La justificación que gente buena, chavistas honestos, encuentra para justificar la campaña del odio y la agresión que destila de la oligarquía revolucionaria, no puede ser más cómplice e ilusa: estos son excesos naturales en la construcción de tiempos mejores; ellos se los buscaron por agredir a la revolución; son unos pocos, pero el proceso es más importante que estas desviaciones; nadie podía imaginar que esto iba a ocurrir; no podíamos estar peor que con adecos y copeyanos, son algunas de las frases que se escuchan para defender lo indefendible. La verdad es que estos interminables 15 años de epopeya chavista han transformado a la sociedad venezolana en una comunidad cuasi anómica donde la cultura de la agresión, la violencia y la degradación del adversario han ido ganando terreno.

Pero en un giro distinto del mismo argumento, la revolución se ha ido tornando dura, cruel e insensible frente a los sufrimientos del pueblo al que dice defender. El último episodio lo constituye la responsabilidad de la acción del gobierno en provocar una aguda crisis de suministro de alimentos, insumos varios y medicinas. Debería resultar imposible no conmoverse frente al sufrimiento de las madres de los niños con cáncer que manifestaban su descontento en el hospital J. M. de los Ríos por la suspensión del tratamiento de quimioterapia. En su lugar responden los responsables de la salud pública que las cosas “no están tan mal”.

Hay dólares, aparentemente en cantidades ilimitadas, para la corrupción y el despilfarro, pero no para comprar las medicinas por las que claman nuestros niños con leucemia. Si no fueran quienes son, nuestros crueles gobernantes deberían releer el poema “Los Hijos Infinitos” de Andrés Eloy Blanco, quien debe clamar desde su morada eterna contra la insensibilidad de la oligarquía chavista.

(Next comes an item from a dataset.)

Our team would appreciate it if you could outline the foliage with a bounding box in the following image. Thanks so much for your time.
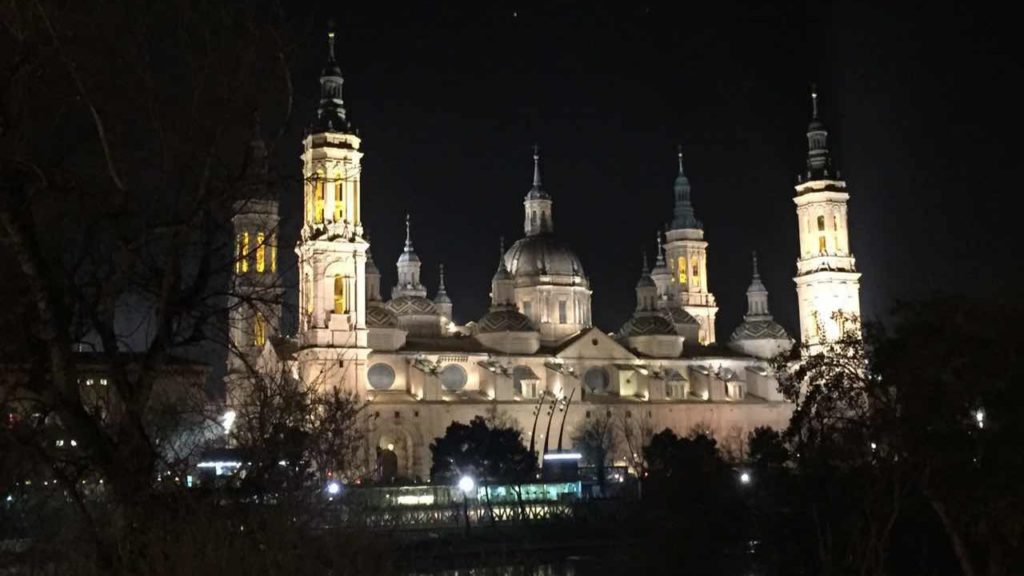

La misma respuesta indolente y cínica la reciben los ciudadanos que protestan por la violencia y los crímenes de un hampa cada vez más protegida e impune. El escándalo de las así llamadas “zonas de paz” en realidad zonas controladas por bandas que ejercen el poder y el control que el Estado ha ido cediendo, es de antología. El último episodio lo constituyeron los eventos de Maracay donde grupos ilegales, armados hasta los dientes, atacaron las instalaciones del Cicpc, una institución que cada vez se muestra más maniatada frente a los asesinatos de policías a manos del hampa. O nuestros profesores universitarios, cruelmente abandonados a su destino con salarios de hambre. En casi cualquier dirección que uno mire se encuentra con la crueldad y la soberbia de quienes ejercen el poder para crear miseria y pobreza para su propio pueblo. Todo ello poseídos de una suerte de superioridad moral auto-conferida que les da derecho a actuar como actúan, presumiblemente envestidos de la misión superior de traer el paraíso revolucionario a nuestra sufrida y maltratada gente.

La historia nos enseña también que con frecuencia ganan los malos. Todavía nuestros malos pueden ganar si no terminan por converger el descontento con una política de resistencia ciudadana que permita que al final esta gente que nos desgobierna salga por la puerta democrática y constitucional por la que nunca debieron entrar.